Here we go, (disclaimer) done with Mitutoyo digital guestimate caliper. 

Spindle shaft threads OD = 1.288" and the OD of the threads (depth) = 1.253" 
Thread pitch = 20 TPI
Nut ID = 1.237" with an OD of the spanner surface of 1.684"
And these are the measurements of the nut on the spindle shaft on the RIGHT SIDE of this picture...


----------



## vincent52100 (Aug 9, 2018)

Thank you! Just what I needed. Really appreciate it.


----------



## MathewsLG (Dec 16, 2020)

This was perfect. I have a Logan 820 that I am working through, and the current take-up nut is too large to fit through the gear cover. Planning to make a new take up nut so that it will fit under the cover.


----------



## wa5cab (Dec 16, 2020)

That sounds like a lot of unnecessary work just to avoid removing the cover.  Remove the cover, set the bearing pre-load to factory specs, and reinstall the cover.  Check the preload maybe annually.


----------



## MathewsLG (Dec 16, 2020)

wa5cab said:


> That sounds like a lot of unnecessary work just to avoid removing the cover.  Remove the cover, set the bearing pre-load to factory specs, and reinstall the cover.  Check the preload maybe annually.

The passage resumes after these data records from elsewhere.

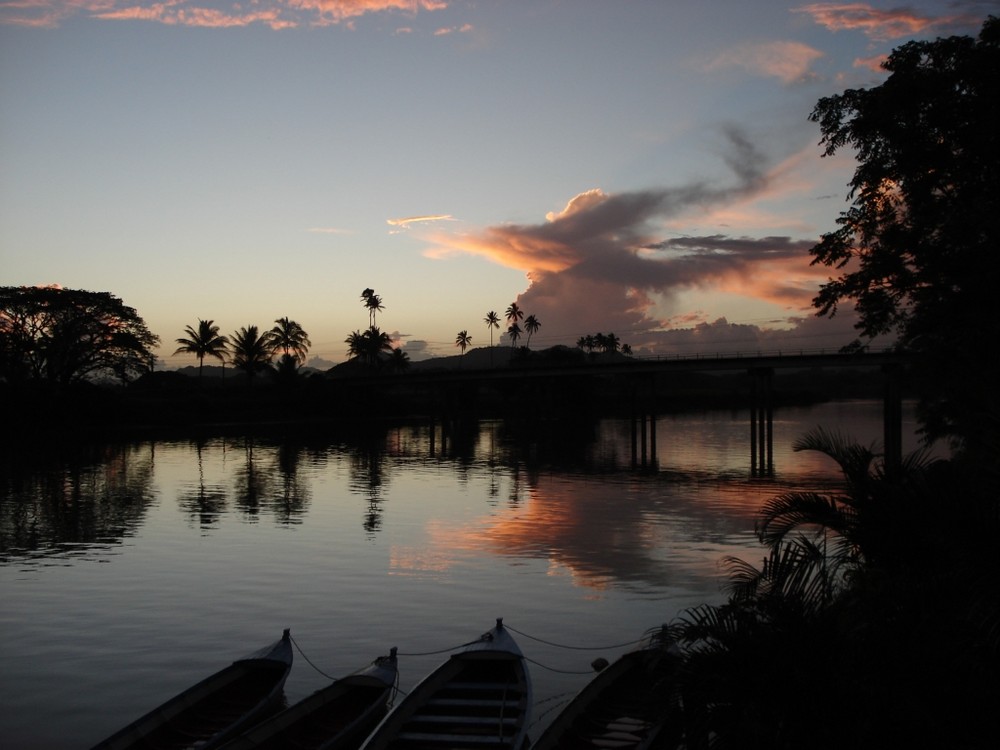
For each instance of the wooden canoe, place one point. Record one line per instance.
(479, 698)
(216, 709)
(337, 717)
(631, 704)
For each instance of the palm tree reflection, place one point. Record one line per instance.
(204, 502)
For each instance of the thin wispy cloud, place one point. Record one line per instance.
(400, 225)
(275, 14)
(885, 24)
(789, 62)
(331, 230)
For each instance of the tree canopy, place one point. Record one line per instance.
(66, 335)
(916, 251)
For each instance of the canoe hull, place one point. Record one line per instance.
(336, 717)
(480, 697)
(630, 704)
(215, 709)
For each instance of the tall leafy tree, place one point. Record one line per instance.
(203, 341)
(290, 339)
(65, 335)
(252, 351)
(531, 325)
(916, 251)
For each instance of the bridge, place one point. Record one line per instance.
(641, 372)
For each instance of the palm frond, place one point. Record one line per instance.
(789, 512)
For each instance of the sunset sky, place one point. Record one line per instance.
(642, 167)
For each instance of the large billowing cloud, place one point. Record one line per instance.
(276, 14)
(601, 264)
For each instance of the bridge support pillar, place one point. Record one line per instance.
(892, 419)
(761, 422)
(643, 424)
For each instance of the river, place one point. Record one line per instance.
(129, 571)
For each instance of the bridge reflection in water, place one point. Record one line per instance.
(452, 391)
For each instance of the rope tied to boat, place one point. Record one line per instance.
(575, 648)
(308, 660)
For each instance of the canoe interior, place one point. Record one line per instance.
(630, 704)
(338, 716)
(476, 700)
(203, 716)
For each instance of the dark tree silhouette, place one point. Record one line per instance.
(492, 320)
(916, 251)
(289, 338)
(204, 341)
(66, 335)
(252, 351)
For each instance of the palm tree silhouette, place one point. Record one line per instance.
(290, 339)
(492, 320)
(514, 313)
(252, 351)
(204, 341)
(514, 331)
(531, 325)
(373, 303)
(368, 346)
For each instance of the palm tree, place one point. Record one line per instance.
(514, 313)
(860, 571)
(204, 341)
(514, 331)
(398, 360)
(531, 325)
(373, 303)
(368, 346)
(252, 351)
(492, 320)
(289, 338)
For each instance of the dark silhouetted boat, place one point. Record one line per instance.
(214, 710)
(630, 704)
(337, 717)
(479, 698)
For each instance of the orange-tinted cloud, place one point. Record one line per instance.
(879, 24)
(276, 14)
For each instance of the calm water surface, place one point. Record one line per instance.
(131, 571)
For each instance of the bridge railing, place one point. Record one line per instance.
(754, 354)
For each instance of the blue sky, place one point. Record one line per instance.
(641, 167)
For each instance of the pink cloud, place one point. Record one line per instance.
(602, 264)
(879, 24)
(787, 61)
(276, 14)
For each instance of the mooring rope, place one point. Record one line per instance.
(440, 651)
(558, 671)
(574, 648)
(308, 660)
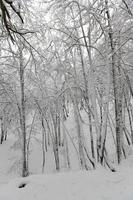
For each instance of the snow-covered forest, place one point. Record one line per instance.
(66, 99)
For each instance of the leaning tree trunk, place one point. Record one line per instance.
(117, 85)
(22, 113)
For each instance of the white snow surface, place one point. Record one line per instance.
(99, 184)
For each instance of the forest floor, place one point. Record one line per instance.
(99, 184)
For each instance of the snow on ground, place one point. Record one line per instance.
(99, 184)
(7, 161)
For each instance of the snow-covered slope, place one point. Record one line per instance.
(95, 185)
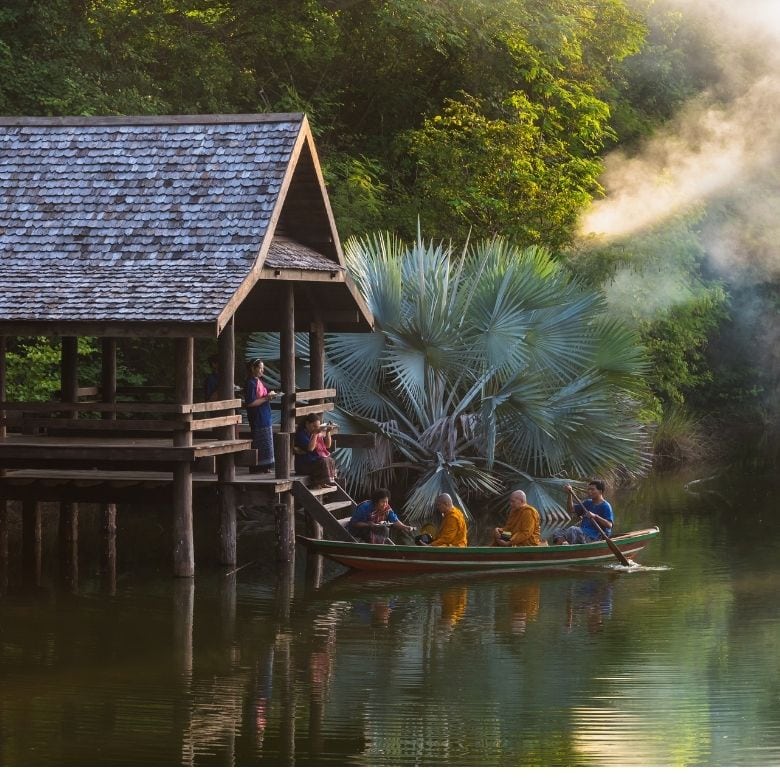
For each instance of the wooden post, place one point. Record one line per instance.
(69, 372)
(282, 455)
(226, 465)
(69, 543)
(317, 355)
(108, 545)
(183, 619)
(3, 546)
(314, 563)
(108, 374)
(183, 538)
(285, 532)
(32, 539)
(287, 358)
(3, 429)
(227, 611)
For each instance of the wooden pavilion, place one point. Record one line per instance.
(178, 227)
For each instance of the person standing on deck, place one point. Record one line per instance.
(371, 519)
(211, 383)
(258, 399)
(522, 525)
(593, 510)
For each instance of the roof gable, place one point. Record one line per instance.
(149, 219)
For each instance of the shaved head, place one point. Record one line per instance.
(444, 500)
(517, 497)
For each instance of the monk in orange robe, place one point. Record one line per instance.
(522, 526)
(452, 531)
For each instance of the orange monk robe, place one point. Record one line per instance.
(523, 524)
(452, 532)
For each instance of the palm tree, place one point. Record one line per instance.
(488, 370)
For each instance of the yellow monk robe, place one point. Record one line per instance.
(452, 532)
(523, 524)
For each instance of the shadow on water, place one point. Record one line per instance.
(673, 662)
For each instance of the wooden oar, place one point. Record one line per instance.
(612, 546)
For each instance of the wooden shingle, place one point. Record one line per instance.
(152, 219)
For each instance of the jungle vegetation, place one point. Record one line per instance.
(472, 118)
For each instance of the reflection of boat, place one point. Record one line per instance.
(414, 559)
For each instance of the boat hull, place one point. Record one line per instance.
(416, 560)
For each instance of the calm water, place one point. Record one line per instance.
(674, 664)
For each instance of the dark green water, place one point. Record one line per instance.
(676, 664)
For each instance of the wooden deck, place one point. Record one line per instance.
(124, 486)
(18, 447)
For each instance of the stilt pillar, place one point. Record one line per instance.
(183, 536)
(226, 465)
(69, 543)
(32, 540)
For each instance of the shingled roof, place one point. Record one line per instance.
(157, 221)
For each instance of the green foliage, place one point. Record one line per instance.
(676, 62)
(380, 80)
(675, 345)
(654, 283)
(505, 174)
(33, 367)
(488, 371)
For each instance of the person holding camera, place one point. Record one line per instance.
(312, 451)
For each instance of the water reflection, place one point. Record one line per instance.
(672, 665)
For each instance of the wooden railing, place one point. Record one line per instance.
(126, 417)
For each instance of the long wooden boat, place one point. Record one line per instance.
(414, 559)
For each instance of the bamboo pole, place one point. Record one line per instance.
(226, 465)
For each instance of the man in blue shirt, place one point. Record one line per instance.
(593, 510)
(371, 519)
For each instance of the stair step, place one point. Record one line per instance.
(338, 505)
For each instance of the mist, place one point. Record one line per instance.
(721, 153)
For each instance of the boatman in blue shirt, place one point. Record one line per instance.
(593, 510)
(371, 519)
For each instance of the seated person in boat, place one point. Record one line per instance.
(452, 530)
(522, 525)
(594, 509)
(372, 519)
(312, 454)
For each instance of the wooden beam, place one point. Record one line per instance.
(108, 374)
(69, 370)
(3, 428)
(167, 119)
(336, 276)
(287, 358)
(227, 553)
(316, 357)
(183, 537)
(185, 375)
(228, 423)
(120, 407)
(302, 411)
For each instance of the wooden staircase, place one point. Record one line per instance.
(331, 507)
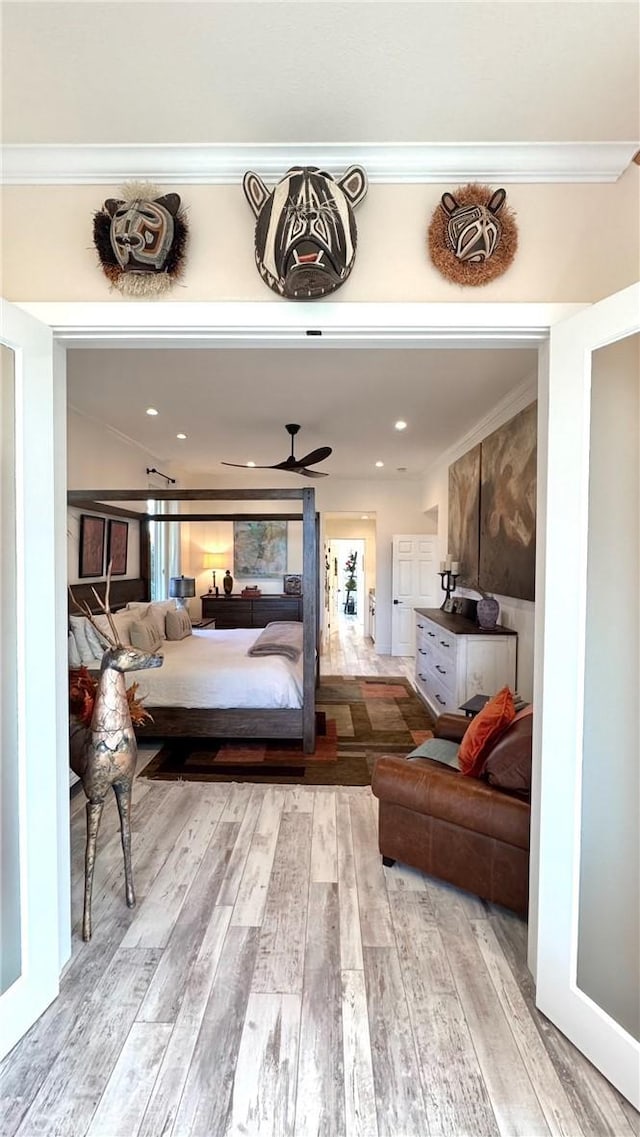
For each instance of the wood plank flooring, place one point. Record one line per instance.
(275, 980)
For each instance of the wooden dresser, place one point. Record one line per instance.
(242, 612)
(455, 660)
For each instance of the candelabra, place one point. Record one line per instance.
(449, 573)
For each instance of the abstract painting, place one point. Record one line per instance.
(507, 507)
(91, 546)
(259, 548)
(464, 515)
(116, 547)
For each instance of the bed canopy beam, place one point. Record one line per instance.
(81, 497)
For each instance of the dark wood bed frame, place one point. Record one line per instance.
(198, 722)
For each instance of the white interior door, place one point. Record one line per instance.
(414, 586)
(30, 667)
(589, 887)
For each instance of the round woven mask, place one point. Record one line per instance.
(473, 235)
(140, 239)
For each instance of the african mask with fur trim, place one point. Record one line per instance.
(140, 239)
(473, 231)
(306, 233)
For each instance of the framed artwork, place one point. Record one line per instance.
(259, 548)
(292, 584)
(116, 547)
(507, 507)
(464, 515)
(91, 546)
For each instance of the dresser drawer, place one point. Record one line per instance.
(282, 610)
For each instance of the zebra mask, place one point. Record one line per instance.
(306, 233)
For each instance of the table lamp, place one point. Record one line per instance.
(214, 561)
(181, 588)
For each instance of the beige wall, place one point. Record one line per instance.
(576, 243)
(514, 613)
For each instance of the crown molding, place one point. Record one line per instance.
(395, 163)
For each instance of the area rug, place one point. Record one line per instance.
(358, 718)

I think this was for me. It is a lot of work, but also good practice on threading and practice in general (which I need). As far as removing and installing the cover, the take up nut that came on my lathe does not leave space for the cover to be on at all. It's a great big ghastly thing that I should replace.


----------



## wa5cab (Dec 17, 2020)

OK.  Then that is different.  Since you didn't explicitly say that the nut wasn't original, and it wouldn't be unusual for the designer to intend that covers be removed for what would be rarely done, I just assumed that it was.  Despite what some of us seem to think, most of us really aren't smarter than the original designer.   










o


----------



## Nogoingback (Dec 21, 2020)

wa5cab said:


> That sounds like a lot of unnecessary work just to avoid removing the cover.  Remove the cover, set the bearing pre-load to factory specs, and reinstall the cover.  Check the preload maybe annually.




The Logans don't have a provision for preload adjustment since the preload is built into the chuck-side bearing.  The only
reason I can think of to remove the nut would be to replace it with a spider.


----------